Continental’s Chief Financial Officer Wolfgang Schaefer said in a phone interview:
“High battery costs, limits to driving ranges and charging times mean that electric cars won’t have an economic advantage over combustion engines until 2025."
It seems a bit negative, but we tend to look at it from another point of view, "traditional petrol cars will be at an economic disadvantage from 2025 going forward" - and we are A-OK with that assessment.
Anyway regardless of the context in which one takes the outlook, Continental seems to be happy with the eventual transition to EVs, as they will sell powertrain setups for some ~3,000 euros as opposed to the 750 euros for conventional combustion cars.
"In the long term, the electric-car market is very attractive for suppliers like Continental, whose customers include the world’s biggest automakers.

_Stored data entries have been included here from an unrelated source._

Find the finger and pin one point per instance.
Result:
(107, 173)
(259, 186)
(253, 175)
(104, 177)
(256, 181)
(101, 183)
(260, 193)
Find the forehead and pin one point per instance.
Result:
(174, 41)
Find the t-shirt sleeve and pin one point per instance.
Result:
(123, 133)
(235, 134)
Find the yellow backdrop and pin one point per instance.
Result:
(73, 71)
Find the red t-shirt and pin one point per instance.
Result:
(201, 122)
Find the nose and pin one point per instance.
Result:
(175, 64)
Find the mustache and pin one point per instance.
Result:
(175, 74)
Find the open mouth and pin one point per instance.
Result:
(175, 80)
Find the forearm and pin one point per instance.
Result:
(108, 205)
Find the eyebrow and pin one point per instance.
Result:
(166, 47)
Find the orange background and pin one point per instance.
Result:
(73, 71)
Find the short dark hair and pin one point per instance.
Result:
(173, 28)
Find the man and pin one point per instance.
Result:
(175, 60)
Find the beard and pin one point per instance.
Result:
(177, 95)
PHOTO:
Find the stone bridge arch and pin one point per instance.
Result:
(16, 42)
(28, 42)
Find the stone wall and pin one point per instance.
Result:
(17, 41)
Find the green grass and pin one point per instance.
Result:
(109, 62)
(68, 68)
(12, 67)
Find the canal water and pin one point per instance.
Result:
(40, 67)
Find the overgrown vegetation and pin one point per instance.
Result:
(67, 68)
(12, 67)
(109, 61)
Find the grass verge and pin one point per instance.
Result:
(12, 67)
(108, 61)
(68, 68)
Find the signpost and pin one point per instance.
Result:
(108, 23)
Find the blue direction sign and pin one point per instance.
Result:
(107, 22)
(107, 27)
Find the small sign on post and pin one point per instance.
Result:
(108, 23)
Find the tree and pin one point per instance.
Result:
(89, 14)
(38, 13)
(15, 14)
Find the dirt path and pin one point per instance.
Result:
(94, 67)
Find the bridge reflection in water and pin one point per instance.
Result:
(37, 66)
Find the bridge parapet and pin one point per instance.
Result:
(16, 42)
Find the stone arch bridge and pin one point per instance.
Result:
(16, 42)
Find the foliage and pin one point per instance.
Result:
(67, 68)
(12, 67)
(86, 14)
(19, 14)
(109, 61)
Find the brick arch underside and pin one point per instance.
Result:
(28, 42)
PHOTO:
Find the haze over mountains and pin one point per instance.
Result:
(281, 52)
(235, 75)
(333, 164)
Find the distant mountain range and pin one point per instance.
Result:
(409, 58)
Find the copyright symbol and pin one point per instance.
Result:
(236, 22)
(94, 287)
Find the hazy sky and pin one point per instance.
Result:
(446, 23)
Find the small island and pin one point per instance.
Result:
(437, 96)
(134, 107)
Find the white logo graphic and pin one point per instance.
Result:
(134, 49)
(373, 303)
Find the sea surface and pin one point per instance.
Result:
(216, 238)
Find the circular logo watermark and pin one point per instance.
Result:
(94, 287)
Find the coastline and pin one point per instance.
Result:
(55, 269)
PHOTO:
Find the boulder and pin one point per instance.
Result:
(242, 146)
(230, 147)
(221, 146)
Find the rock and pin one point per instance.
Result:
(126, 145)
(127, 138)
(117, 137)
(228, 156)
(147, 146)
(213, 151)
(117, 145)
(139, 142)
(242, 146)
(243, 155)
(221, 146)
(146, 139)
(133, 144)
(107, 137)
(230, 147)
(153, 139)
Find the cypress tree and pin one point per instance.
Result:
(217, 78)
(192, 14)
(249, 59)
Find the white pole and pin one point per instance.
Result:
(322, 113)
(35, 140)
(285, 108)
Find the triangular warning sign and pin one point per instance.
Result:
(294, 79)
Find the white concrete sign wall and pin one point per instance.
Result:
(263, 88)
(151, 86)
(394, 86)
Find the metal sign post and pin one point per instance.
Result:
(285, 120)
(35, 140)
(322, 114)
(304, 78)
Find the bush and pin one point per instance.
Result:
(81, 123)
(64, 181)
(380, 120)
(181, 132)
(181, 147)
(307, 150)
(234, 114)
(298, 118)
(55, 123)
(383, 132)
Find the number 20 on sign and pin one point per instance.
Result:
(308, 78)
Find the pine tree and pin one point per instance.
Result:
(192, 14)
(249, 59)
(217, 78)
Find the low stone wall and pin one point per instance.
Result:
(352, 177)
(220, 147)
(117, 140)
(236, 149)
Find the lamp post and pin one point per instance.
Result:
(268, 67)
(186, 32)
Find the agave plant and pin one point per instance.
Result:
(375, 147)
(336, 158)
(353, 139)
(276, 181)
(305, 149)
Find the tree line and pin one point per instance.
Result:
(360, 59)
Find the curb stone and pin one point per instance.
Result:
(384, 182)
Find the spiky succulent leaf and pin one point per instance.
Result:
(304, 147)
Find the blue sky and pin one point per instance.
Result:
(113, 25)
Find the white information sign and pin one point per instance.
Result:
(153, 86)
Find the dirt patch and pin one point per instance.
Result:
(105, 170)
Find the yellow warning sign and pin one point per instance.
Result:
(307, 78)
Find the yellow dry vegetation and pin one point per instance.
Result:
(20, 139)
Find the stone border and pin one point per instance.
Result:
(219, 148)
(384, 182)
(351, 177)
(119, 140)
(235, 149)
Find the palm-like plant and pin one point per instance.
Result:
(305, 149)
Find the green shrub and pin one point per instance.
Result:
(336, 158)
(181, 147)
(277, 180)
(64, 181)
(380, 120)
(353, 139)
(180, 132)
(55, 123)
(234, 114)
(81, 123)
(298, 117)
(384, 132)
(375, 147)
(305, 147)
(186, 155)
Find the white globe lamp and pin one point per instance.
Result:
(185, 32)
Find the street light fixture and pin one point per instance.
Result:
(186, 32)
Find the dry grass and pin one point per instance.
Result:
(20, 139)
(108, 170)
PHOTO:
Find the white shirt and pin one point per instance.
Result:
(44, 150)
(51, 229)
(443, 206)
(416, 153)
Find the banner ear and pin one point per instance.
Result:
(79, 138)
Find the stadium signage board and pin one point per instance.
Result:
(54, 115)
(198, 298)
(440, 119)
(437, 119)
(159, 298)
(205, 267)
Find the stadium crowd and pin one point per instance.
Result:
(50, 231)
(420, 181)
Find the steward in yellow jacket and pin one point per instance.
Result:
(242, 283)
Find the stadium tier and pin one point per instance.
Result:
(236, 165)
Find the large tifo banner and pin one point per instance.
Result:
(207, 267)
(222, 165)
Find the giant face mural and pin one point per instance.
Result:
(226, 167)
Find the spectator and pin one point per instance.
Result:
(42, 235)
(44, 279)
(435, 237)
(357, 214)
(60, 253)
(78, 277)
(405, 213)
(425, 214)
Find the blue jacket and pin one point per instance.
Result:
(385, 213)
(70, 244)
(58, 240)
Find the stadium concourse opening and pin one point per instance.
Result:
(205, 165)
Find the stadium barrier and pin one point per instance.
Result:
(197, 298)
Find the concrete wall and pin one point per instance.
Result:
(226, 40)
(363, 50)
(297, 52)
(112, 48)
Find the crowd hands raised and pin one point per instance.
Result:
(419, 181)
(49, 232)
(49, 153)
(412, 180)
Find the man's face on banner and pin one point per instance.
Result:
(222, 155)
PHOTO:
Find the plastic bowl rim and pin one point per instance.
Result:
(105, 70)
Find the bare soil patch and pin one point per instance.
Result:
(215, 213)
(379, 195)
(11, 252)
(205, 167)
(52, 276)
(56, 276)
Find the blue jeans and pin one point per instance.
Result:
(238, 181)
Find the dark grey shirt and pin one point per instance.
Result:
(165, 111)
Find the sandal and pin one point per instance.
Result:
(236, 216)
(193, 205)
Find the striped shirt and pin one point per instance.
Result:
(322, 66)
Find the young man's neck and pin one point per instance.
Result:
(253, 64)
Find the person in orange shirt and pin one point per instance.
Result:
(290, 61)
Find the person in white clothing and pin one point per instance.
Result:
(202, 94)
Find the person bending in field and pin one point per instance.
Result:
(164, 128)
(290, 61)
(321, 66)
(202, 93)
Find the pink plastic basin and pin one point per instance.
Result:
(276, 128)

Continental stands to benefit because it’ll eventually be selling electric powertrain parts valued at 3,000 euros as opposed to the 750 euros from conventional combustion cars, Schaefer said."
"“Our customers have a fireworks of new electric models in the pipeline that’ll hit the market in 2019 and 2020,” said Schaefer. “They and we have our hands full to get these new models ready.”"
Another insight from Continental is that the $10 billion worth of EV investments currently underway from Volkswagen and Daimler over the next 5 years, will take years to payoff; which doesn't particularly seem all that insightful - pay today to profit tomorrow.